Looking for problems in all the wrong places
Congress has a lot of big problems to solve. Unfortunately, rather than solving those problems, they are trying to fix things that aren't broken. The Center on Budget and Policy Priorities has issued a report on the number of people by state that could be hurt by the new requirement to produce a birth certificate or a passport to prove they are U.S. citizens in order to continue in the Medicaid program. There are no exceptions.
The number of people in Wisconsin that are affected by this is 885,000. And before you start blurting out the same ineffective arguments used for the voter ID bill here, consider a couple of things the report mentions:
-A recent study by the Inspector General of the Department of Health and Human Services shows to be unnecessary.
-It would increase Medicaid administrative costs.
-A particular problem exists for a large number of elderly African Americans because they were born in a time when racial discrimination in hospital admissions, especially in the South, as well as poverty, kept their mothers from giving birth at a hospital. One study estimated that about one in five African Americans born in the 1939-40 period lack a birth certificate because of these problems.

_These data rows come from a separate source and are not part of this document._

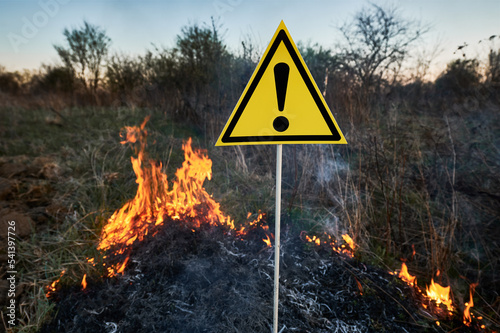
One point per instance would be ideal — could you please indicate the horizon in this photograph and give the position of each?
(31, 28)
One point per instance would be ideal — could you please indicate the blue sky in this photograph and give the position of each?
(29, 28)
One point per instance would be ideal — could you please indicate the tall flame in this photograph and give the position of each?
(440, 294)
(156, 199)
(470, 304)
(52, 287)
(405, 276)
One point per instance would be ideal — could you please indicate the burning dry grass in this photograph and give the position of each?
(208, 281)
(95, 178)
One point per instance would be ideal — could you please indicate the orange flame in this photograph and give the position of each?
(439, 294)
(52, 287)
(468, 305)
(84, 282)
(267, 240)
(405, 276)
(185, 198)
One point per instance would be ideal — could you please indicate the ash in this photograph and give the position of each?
(212, 281)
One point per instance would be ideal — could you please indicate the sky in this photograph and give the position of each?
(30, 28)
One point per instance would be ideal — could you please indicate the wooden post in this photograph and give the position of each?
(277, 237)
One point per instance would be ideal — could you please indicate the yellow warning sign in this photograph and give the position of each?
(281, 103)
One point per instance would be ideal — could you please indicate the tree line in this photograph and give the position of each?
(199, 77)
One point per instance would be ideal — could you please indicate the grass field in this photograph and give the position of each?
(422, 178)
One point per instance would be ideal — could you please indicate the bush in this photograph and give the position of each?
(460, 77)
(10, 82)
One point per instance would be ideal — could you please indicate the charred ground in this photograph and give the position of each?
(211, 281)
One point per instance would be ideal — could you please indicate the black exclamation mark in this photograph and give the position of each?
(281, 72)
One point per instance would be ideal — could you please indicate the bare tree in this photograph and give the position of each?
(377, 43)
(85, 53)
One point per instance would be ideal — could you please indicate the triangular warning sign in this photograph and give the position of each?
(281, 103)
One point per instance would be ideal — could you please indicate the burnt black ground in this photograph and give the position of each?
(212, 281)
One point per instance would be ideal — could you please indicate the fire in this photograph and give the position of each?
(440, 294)
(349, 241)
(267, 240)
(84, 281)
(155, 199)
(52, 287)
(407, 277)
(468, 305)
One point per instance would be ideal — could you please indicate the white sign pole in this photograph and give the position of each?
(277, 237)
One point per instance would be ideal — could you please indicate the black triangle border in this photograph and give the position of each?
(282, 37)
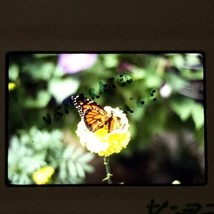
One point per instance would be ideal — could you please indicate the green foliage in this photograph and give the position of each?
(42, 85)
(35, 149)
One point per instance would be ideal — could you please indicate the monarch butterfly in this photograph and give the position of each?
(94, 115)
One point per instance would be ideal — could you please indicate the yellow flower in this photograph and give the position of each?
(43, 175)
(101, 141)
(11, 86)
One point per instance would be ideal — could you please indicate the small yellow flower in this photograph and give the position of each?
(101, 141)
(11, 86)
(43, 175)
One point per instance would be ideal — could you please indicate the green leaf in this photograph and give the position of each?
(72, 168)
(175, 81)
(41, 100)
(13, 72)
(61, 89)
(183, 108)
(198, 115)
(80, 170)
(110, 60)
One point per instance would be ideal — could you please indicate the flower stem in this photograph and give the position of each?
(108, 173)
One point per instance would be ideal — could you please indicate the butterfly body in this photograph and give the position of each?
(94, 115)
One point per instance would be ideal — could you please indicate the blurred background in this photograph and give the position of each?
(162, 95)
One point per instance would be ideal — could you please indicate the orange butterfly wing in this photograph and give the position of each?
(95, 117)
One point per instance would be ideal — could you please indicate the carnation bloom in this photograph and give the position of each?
(43, 175)
(72, 63)
(102, 142)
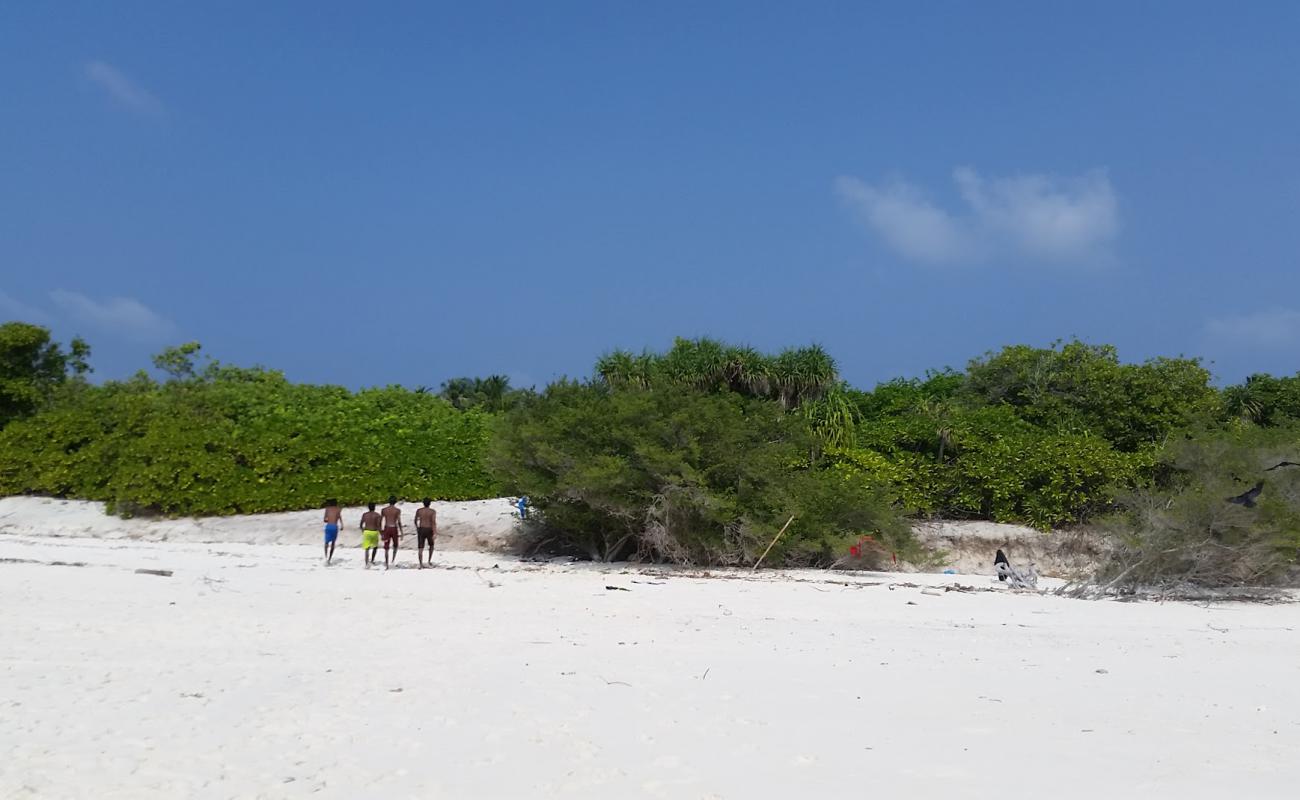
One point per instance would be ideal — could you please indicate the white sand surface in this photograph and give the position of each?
(254, 671)
(476, 524)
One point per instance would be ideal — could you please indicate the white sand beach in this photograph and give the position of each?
(255, 671)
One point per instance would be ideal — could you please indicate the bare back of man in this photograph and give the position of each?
(427, 528)
(333, 522)
(391, 530)
(371, 524)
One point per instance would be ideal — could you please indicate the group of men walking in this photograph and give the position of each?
(386, 526)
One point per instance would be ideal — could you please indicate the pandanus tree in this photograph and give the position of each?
(792, 377)
(492, 393)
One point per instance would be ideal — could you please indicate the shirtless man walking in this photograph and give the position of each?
(391, 528)
(333, 522)
(371, 524)
(425, 527)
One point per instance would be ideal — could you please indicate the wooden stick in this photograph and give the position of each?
(774, 543)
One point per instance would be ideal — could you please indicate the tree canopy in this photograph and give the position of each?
(33, 366)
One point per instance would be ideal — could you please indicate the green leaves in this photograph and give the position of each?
(33, 367)
(245, 441)
(683, 475)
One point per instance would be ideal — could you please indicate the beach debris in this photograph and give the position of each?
(772, 543)
(1018, 578)
(997, 563)
(1247, 498)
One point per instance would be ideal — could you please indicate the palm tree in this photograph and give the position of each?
(620, 370)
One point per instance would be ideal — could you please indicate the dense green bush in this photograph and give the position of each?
(670, 474)
(33, 367)
(1084, 388)
(988, 463)
(1183, 532)
(242, 441)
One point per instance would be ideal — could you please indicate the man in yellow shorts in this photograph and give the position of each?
(371, 522)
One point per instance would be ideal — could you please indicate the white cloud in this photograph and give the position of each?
(13, 310)
(120, 315)
(122, 89)
(1272, 328)
(1023, 217)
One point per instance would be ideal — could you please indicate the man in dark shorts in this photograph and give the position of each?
(371, 524)
(391, 528)
(333, 522)
(425, 527)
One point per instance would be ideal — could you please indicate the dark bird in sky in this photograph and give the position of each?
(1247, 498)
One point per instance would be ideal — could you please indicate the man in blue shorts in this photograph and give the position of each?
(333, 519)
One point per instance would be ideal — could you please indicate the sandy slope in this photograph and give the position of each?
(254, 671)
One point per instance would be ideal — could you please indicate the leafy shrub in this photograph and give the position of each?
(1083, 388)
(1183, 532)
(33, 367)
(989, 463)
(243, 441)
(1265, 400)
(672, 474)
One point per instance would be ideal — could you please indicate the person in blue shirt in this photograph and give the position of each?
(333, 519)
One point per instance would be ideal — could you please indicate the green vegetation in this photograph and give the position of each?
(224, 440)
(1181, 532)
(694, 455)
(33, 367)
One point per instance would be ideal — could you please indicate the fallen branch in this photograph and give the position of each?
(772, 543)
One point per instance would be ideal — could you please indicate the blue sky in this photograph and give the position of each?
(403, 193)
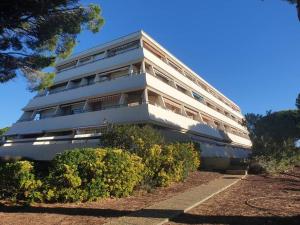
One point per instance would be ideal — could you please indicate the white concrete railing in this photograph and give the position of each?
(96, 118)
(104, 64)
(171, 91)
(164, 116)
(188, 82)
(107, 87)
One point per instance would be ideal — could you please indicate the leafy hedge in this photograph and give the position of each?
(165, 163)
(88, 174)
(76, 175)
(18, 182)
(131, 156)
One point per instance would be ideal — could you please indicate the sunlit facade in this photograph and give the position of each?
(130, 80)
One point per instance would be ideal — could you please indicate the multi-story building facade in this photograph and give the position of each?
(132, 79)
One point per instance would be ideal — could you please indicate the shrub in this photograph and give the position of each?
(176, 162)
(88, 174)
(18, 182)
(164, 163)
(277, 163)
(131, 137)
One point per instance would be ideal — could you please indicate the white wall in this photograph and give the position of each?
(97, 118)
(102, 64)
(107, 87)
(188, 82)
(168, 90)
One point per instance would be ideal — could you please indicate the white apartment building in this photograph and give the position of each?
(130, 80)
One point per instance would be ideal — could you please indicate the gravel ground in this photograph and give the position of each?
(96, 212)
(254, 200)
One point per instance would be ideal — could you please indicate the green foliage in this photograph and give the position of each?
(278, 162)
(18, 182)
(88, 174)
(35, 33)
(278, 126)
(133, 138)
(130, 159)
(273, 137)
(164, 163)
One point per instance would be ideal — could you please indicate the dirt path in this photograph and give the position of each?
(255, 200)
(96, 212)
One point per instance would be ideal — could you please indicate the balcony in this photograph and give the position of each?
(103, 64)
(178, 95)
(116, 114)
(97, 89)
(179, 76)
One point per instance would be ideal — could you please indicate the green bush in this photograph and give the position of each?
(19, 183)
(88, 174)
(277, 162)
(164, 163)
(275, 157)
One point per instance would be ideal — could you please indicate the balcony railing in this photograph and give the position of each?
(78, 86)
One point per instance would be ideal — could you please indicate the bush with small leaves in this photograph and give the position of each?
(164, 163)
(89, 174)
(19, 183)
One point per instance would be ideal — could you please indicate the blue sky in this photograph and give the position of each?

And of course consider the people that lost everything in the hurricanes that hit the Southern U.S. this year. Their birth certificates and passports are anywhere from two states over from where they live to the bottom of a lake. The papers and mail from folks in the McFarland tornado last year where found in four different counties.
What a great time to force these folks into a bureaucratic mess. Ah the Republicans, the party of smaller government.